EDMONTON – The man who helped write the rules on separation votes in Canada says if Alberta’s premier is going to take her province down that “worrying” path, she has a duty to spell out to everyone how it will be triggered and what happens afterward.
Stéphane Dion says Danielle Smith must make it clear what she would do if Alberta votes to leave and whether she would also carry out the required negotiations with the federal government.
Dion also says it’s up to Smith to determine the clear majority threshold number for a successful referendum, as the federal law doesn’t specify.
“She owes that to the people of Alberta and the whole people of Canada,” Dion said in an interview Wednesday.
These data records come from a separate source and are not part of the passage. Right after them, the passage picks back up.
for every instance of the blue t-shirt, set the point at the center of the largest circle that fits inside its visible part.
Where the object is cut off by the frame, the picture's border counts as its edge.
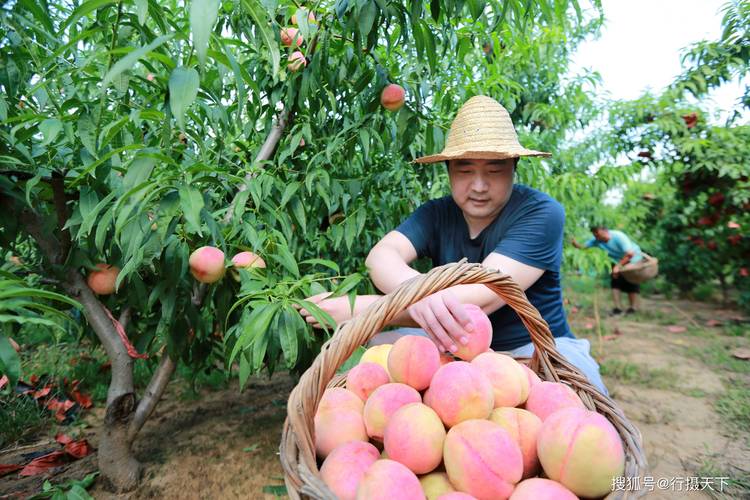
(617, 246)
(529, 229)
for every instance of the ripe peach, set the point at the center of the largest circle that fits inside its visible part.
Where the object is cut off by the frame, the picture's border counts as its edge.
(297, 61)
(365, 378)
(102, 281)
(392, 97)
(435, 484)
(207, 264)
(413, 361)
(582, 450)
(523, 426)
(510, 384)
(389, 480)
(289, 36)
(536, 488)
(414, 437)
(480, 338)
(383, 403)
(344, 467)
(545, 398)
(482, 459)
(460, 391)
(377, 354)
(248, 259)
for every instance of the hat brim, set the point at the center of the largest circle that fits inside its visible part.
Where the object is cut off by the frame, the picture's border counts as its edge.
(481, 155)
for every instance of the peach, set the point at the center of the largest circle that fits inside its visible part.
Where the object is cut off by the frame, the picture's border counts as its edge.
(389, 480)
(247, 260)
(536, 488)
(480, 338)
(377, 354)
(207, 264)
(582, 450)
(297, 61)
(344, 467)
(338, 398)
(392, 97)
(510, 384)
(383, 403)
(523, 426)
(545, 398)
(482, 459)
(102, 281)
(459, 391)
(290, 36)
(414, 437)
(435, 484)
(413, 361)
(364, 378)
(334, 428)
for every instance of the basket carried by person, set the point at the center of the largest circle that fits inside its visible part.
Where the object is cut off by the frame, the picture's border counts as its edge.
(643, 270)
(297, 449)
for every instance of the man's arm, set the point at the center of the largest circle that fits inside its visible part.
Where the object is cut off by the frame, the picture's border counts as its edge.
(388, 261)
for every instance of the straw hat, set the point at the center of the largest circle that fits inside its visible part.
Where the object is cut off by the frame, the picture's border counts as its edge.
(482, 130)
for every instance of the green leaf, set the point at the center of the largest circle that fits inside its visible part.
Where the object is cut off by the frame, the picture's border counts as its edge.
(191, 202)
(129, 60)
(10, 363)
(203, 15)
(183, 89)
(263, 24)
(141, 9)
(50, 128)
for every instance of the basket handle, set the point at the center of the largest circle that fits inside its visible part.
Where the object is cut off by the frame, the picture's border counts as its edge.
(304, 398)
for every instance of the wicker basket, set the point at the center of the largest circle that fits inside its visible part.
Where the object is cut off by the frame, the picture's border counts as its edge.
(642, 270)
(297, 450)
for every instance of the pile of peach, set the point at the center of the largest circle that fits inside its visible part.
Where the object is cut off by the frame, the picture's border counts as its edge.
(414, 424)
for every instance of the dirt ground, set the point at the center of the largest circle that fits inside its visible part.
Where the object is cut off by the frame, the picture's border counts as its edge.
(224, 444)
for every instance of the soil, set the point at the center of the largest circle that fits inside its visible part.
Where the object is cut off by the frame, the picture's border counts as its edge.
(224, 444)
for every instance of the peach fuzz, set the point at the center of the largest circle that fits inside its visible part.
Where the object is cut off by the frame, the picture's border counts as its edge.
(480, 338)
(460, 391)
(414, 437)
(364, 378)
(389, 480)
(377, 354)
(102, 281)
(344, 467)
(523, 426)
(581, 450)
(383, 403)
(545, 398)
(413, 360)
(334, 428)
(482, 459)
(435, 484)
(207, 264)
(537, 488)
(510, 385)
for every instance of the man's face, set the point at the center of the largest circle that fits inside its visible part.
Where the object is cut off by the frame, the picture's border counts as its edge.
(481, 188)
(601, 234)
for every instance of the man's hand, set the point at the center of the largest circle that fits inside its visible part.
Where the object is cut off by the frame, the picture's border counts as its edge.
(444, 319)
(337, 307)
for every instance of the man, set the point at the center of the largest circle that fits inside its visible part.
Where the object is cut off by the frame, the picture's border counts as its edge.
(513, 228)
(622, 251)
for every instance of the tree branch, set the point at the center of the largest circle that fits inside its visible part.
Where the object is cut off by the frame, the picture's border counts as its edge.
(152, 395)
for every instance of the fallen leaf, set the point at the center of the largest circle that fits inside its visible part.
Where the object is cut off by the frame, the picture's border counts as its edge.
(8, 468)
(42, 464)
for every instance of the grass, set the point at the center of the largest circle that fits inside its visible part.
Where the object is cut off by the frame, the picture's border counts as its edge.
(634, 374)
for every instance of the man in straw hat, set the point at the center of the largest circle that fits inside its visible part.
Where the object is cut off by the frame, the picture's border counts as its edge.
(487, 219)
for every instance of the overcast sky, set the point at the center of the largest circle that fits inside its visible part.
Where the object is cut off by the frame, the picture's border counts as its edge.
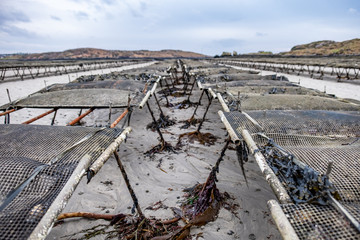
(203, 26)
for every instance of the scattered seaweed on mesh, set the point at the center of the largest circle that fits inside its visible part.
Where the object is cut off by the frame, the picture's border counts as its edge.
(206, 139)
(304, 184)
(162, 122)
(190, 122)
(185, 104)
(161, 147)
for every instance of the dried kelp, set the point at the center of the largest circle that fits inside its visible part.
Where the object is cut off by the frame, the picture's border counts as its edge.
(185, 104)
(190, 122)
(161, 147)
(162, 122)
(146, 228)
(203, 200)
(303, 184)
(127, 227)
(242, 153)
(203, 138)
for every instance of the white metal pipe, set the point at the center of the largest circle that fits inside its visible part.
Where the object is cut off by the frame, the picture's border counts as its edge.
(141, 105)
(222, 102)
(229, 129)
(269, 175)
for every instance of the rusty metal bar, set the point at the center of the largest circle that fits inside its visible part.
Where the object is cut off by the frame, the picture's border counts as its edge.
(73, 122)
(40, 116)
(145, 99)
(8, 111)
(222, 102)
(119, 118)
(234, 137)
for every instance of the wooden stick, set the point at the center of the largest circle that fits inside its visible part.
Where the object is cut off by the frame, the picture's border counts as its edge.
(73, 122)
(132, 193)
(40, 116)
(119, 118)
(7, 112)
(85, 215)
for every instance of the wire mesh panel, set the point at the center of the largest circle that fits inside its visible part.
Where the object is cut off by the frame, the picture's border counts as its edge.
(77, 98)
(312, 122)
(45, 156)
(318, 222)
(315, 138)
(119, 84)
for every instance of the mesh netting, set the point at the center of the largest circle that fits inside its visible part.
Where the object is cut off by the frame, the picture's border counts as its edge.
(315, 138)
(79, 98)
(276, 89)
(55, 151)
(312, 123)
(119, 84)
(318, 222)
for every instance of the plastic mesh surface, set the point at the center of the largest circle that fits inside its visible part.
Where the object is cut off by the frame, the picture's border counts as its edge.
(77, 98)
(119, 84)
(315, 138)
(310, 123)
(55, 149)
(318, 222)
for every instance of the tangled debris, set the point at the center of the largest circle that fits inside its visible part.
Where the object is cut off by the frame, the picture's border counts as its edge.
(242, 153)
(190, 122)
(161, 147)
(203, 138)
(185, 104)
(304, 184)
(162, 122)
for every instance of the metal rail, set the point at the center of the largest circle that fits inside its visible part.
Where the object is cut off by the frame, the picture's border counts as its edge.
(318, 71)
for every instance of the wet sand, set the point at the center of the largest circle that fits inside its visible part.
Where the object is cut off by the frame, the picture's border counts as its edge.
(163, 177)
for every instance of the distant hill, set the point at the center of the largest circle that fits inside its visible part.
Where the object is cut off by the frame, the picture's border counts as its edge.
(326, 47)
(85, 53)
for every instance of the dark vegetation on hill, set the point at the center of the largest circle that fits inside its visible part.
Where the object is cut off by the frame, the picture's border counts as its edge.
(94, 53)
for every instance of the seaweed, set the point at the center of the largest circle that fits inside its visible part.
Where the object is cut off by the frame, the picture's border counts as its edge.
(203, 138)
(162, 122)
(304, 184)
(190, 122)
(185, 104)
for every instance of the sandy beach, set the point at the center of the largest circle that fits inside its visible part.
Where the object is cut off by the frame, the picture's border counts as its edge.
(163, 177)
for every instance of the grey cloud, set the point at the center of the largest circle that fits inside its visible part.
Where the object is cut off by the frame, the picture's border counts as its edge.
(81, 15)
(260, 34)
(13, 16)
(17, 32)
(137, 11)
(55, 18)
(109, 2)
(229, 42)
“She may say it’s very unlikely that there will be a yes vote (to leave Canada),” he added. “(I’d) agree with her, but in politics you’re supposed to prepare for the worst.”
Dion is a former Liberal cabinet minister and party leader. He tabled the Clarity Act in 1999 after the sovereignty referendum in Quebec held four years earlier failed by a razor-thin margin.
He was a central figure as the government turned a Supreme Court ruling on separation into legislation. That ruling said provinces didn’t have the right to secede unilaterally, meaning without federal input.
The Clarity Act says a vote with a clear majority in favour of separation creates an obligation for provincial and federal governments to enter negotiations that could, one day, lead to secession.
Dion said Alberta is heading down a “worrying” path toward its own separation referendum. Smith’s government twice last year changed the rules to make it easier to hold such a vote.
Smith has stressed that she doesn’t want to leave but instead supports a “sovereign Alberta within a united Canada.” Critics have dismissed that statement as nonsensical “word salad.”
The government’s legislation last year relaxed the rules for what types of questions can be spurred through citizen petitions while drastically reducing the signature threshold those petitions need to succeed.
In a statement, Heather Jenkins, press secretary for Alberta Justice Minister Mickey Amery, reiterated that the changes made to the referendum rules were to help Albertans have their voices heard.
“Alberta’s government will not speculate as to what citizen initiative petitions will or will not be successful or those that end up going forward to referendums,” she said.
Dion said it’s historically unusual for a government to simultaneously support unity while also helping clear the path for dismemberment.
”(Smith) decided to modify the rules for a referendum at a time where there is no separatist government in Alberta,” he said.
He pointed to Quebec and other international examples where governments committed to the cause were in place when the separation vote occurred.
“It’s pretty odd to go through this process without a majority of MLAs that are separatists willing to separate from Canada.”
A petition seeking a separation vote for Alberta is now underway under the relaxed rules. Organizers for a group called Stay Free Alberta have said they expect to get far more than the required 178,000 names by May as signing events across the province have drawn large crowds.
Jeff Rath, one of the prominent figures in the group, has said some unidentified members of Smith’s United Conservative Party caucus have signed. Smith has said she isn’t aware of any of them doing so.
Rath, in an interview, also said he expects Smith to follow through on the province’s end of the bargain should a referendum pass.
“If she doesn’t do that, then she’s going to have a majority of Albertans who have signed a petition to get out of Canada, who have voted to get out of Canada, being thwarted by (Smith) because she has a little silly slogan that goes, ‘I don’t care what the rest of you want, I believe in a strong Alberta within the united Canada,’” Rath said.
“At that point, can she even continue to lead her party?”
Rath and others in Alberta’s separatist movement have met with unnamed U.S. officials about their drive for secession. Rath said one part of the discussion has been the possibility the U.S. could recognize Alberta’s independence immediately following a successful referendum.
He said no such promises have been made and Dion said any such recognition would be a stark exception to diplomatic norms.